Nikah Mut’ah dalam Fikih Lima Mazhab
Apa nikah mut’ah itu? Dan apa hukumnya? Adalah dua soal di antara sekian banyak soal terkait dengannya. Jawaban singkat yang mudah dipahami dari sebagian orang ialah bahwa mut’ah itu zina! Maka hukumnya haram. Banyak dari mereka mengatakan demikian dari “katanya”. Atau dari satu buku saja tanpa perlu membaca buku lainnya yang terkait. Hal ini tentunya tak cukup bagi pencari ilmu yang ingin tahu pendapat lainnya untuk study banding dan memperoleh wawasan yang lebih luas.

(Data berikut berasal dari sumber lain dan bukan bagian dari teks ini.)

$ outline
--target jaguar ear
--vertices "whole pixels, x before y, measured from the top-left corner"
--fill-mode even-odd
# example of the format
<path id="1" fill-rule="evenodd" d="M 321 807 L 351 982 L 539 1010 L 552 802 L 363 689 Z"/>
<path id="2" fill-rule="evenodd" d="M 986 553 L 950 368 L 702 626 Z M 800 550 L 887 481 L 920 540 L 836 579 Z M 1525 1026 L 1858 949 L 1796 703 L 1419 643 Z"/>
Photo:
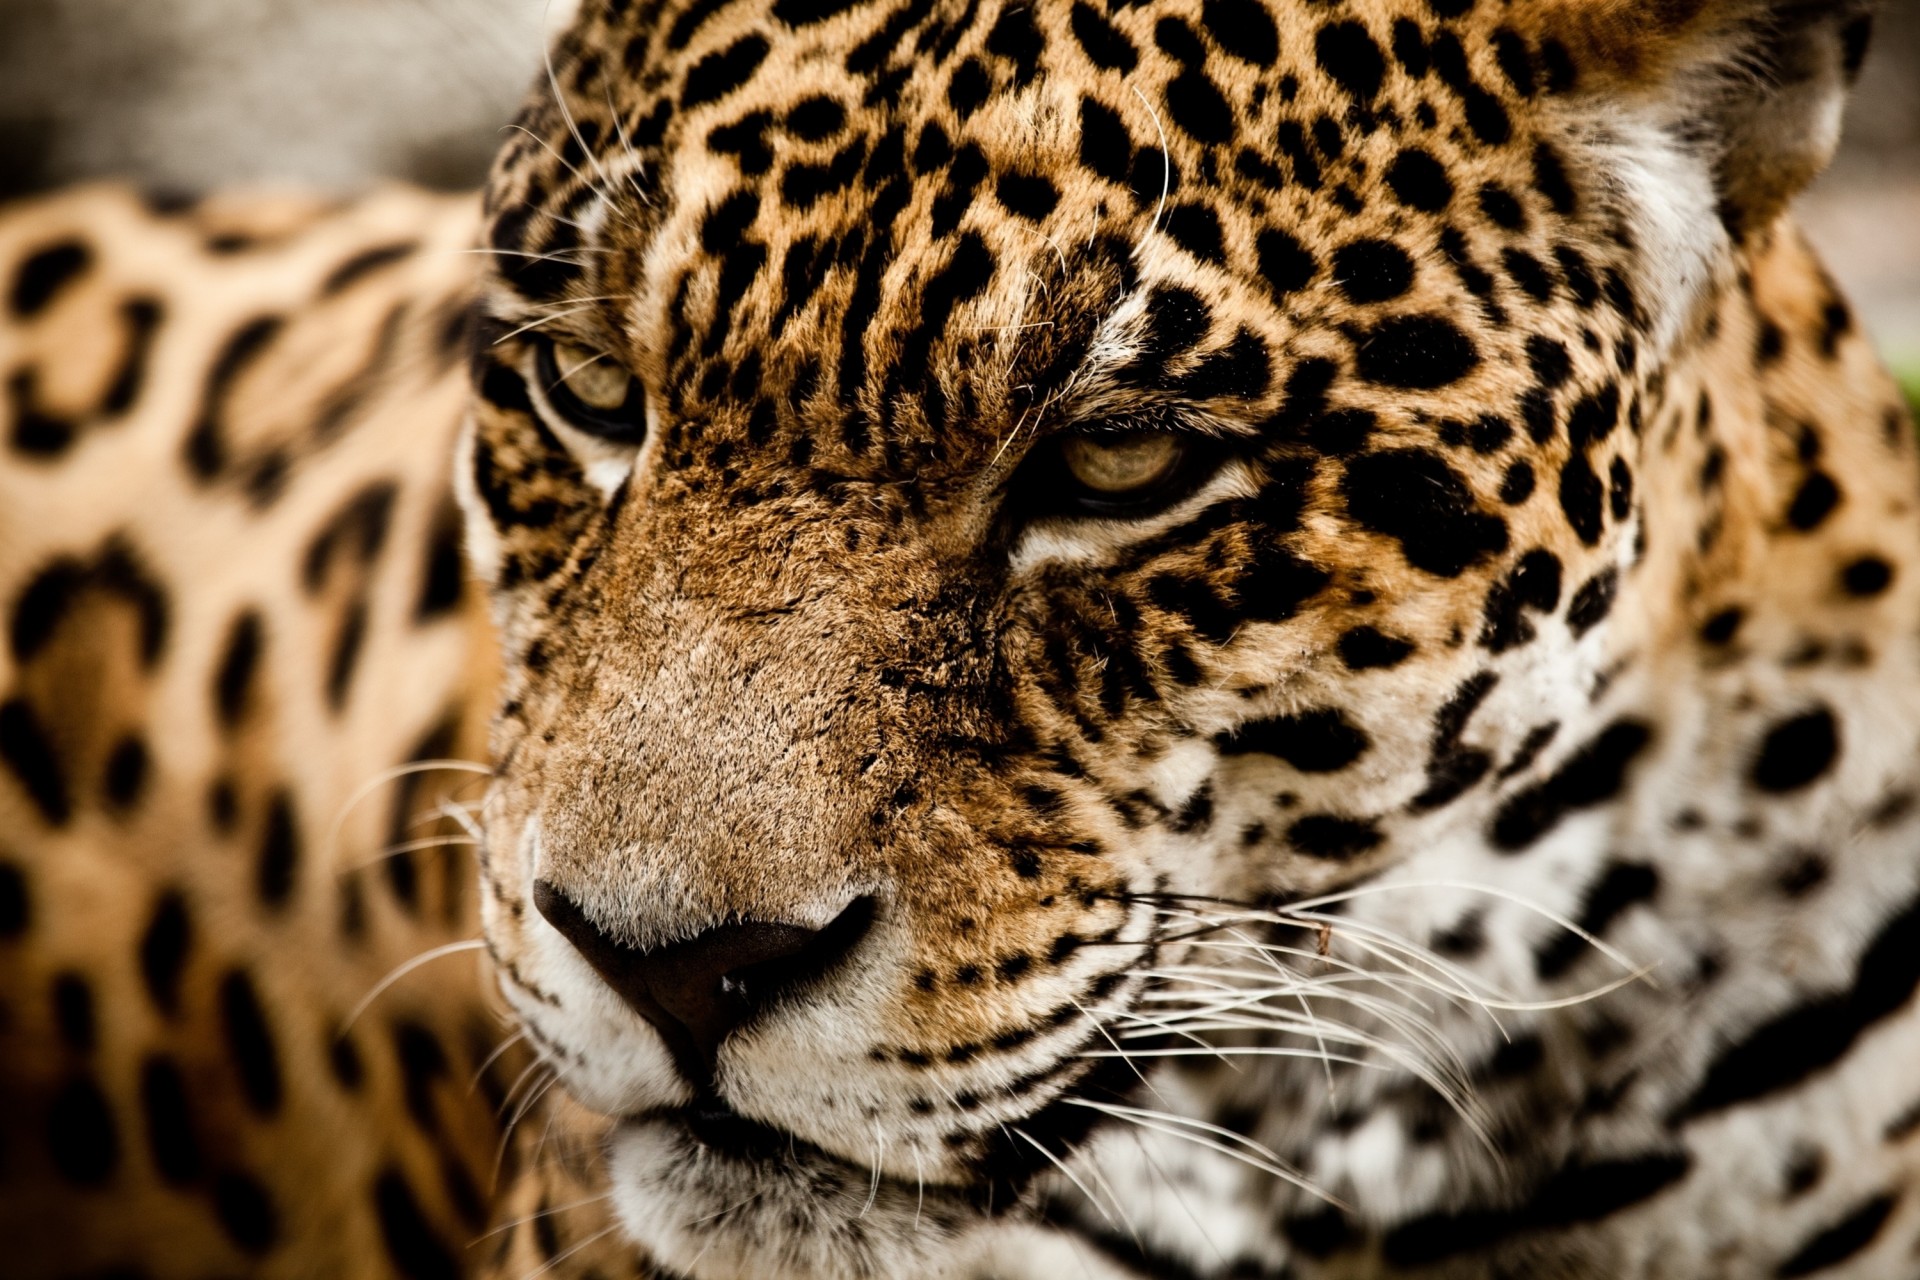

Satu hal yang mungkin penting disampaikan, ialah bahwa masalah utama nikah mut’ah adalah hukum syarinya dan ini menjadi urusan fikih. Atau apa yang diistilahkan dengan:
1-Hukum taklifi, yakni hukum syari yang berkenaan langsung dengan perbuatan kita. Secara ringkas ialah lima macam hukum; wajib, haram, sunnah, makruh dan mubah.
2-Hukum wadhi; ialah hukum syari yang tidak berkenaan langsung dengan perbuatan, melainkan dengan diri pelaku dan apa-apa yang terkait dengan dirinya seperti pernikahan, kepemilikan dan lainnya.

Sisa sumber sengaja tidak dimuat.